I say, that sucks! Crooks are harnessing hoovers to clean out parking meters in Chelsea

Lee D Silver badge

Re: Useless crime enforcement

CCTV has several major problems.

- You can't watch every camera 24 hours a day without there being a person there watching each one 24 hours a day.

- If you happen to see a crime in progress (which may take you several minutes to realise even in the obvious cases), actually doing anything about it is several more minutes away.

- If you have historical footage of a crime... great. Now what? "He was a short man in a hoodie". In London. Good luck tracing that guy without thousands of cameras all over every road in London (which, despite US media propaganda, we just don't have)

Working in IT for schools means that I'm responsible for the CCTV on large sites - 50+ cameras on many of them.

Allow me to summarise the numbers:

Percentage of incidents actually in progress that we witnessed live: 0%

Percentage of crimes that occurred where we could see anything on the CCTV: 1%

Percentage of crimes that we had footage of, but in which not one identifying feature was present: 99.9%

Percentage of crimes that we had full HD footage, showing faces, of which resulted in any convictions whatsoever: 0%.

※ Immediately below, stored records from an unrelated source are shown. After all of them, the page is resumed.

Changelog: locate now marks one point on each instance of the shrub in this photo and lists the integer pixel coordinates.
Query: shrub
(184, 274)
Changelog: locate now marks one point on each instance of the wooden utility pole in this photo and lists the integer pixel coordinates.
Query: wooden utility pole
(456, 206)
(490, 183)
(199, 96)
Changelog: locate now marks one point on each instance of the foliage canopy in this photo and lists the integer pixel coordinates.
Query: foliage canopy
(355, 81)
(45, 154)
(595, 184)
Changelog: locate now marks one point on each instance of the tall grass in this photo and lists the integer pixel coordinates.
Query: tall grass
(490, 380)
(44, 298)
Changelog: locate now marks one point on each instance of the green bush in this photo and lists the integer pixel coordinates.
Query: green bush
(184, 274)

In fact, over the last 20 years let me summarise every "success" of the CCTV:

A "kid" (18yo) started a fight in a corridor with another pupil. A supply teacher, who hadn't worked in the school before, stepped in and gently pushed - with the palm of his hand - the kid who had started the fight back against the corridor wall (no injury, nothing fast or hard, just a literal "Hey, hey, hey... no.."). The parents complained. He was struck off the teaching register while police investigated an allegation of assault against him.

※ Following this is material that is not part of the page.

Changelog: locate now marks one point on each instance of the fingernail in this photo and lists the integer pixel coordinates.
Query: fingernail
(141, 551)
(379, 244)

It's the one, single, solitary time when I've had to provide actual evidence via the CCTV.

Now consider that my systems have "caught" three burglaries, multiple intruders, deliberate vandalism of fire doors which could have endangered life (by a disgruntled local man running for councillor, no less), and all kinds of assaults, breakages, thefts, etc. on camera.

Then multiply those percentages above to work out what else *did* go on but we didn't actually have *anything at all* from the CCTV.

CCTV is there for monitoring and peace of mind. I can see my house from work. I'm the only person who actually cares if my house is broken into. The neighbours will complain loudly about any alarm going off, while simultaneously ignoring it, so they are pointless. But with CCTV I can *see* if someone's jumping / jumped my fence and report a crime in progress. Despite being in control of dozens of cameras for work... I can't just sit and watch them all day. And even if we pull up an incident it usually contains nothing of interest at all (everything from "so-and-so pushed me in the playground" to "what time did John go home" to "we heard noises outside last night").

Don't expect cameras to do *anything* at all. They are defeated by the simple precept of "wear generic plain-coloured clothing, preferably a hoodie to cover your face". And, in fact, most of the time you can commit a crime right in view of a camera perfectly well without getting anything worthy of evidence at all (e.g. supermarket thefts - how do you think a camera high up can tell if one person put an extra bit of cheese in their bag in the middle of a crowded superstore?).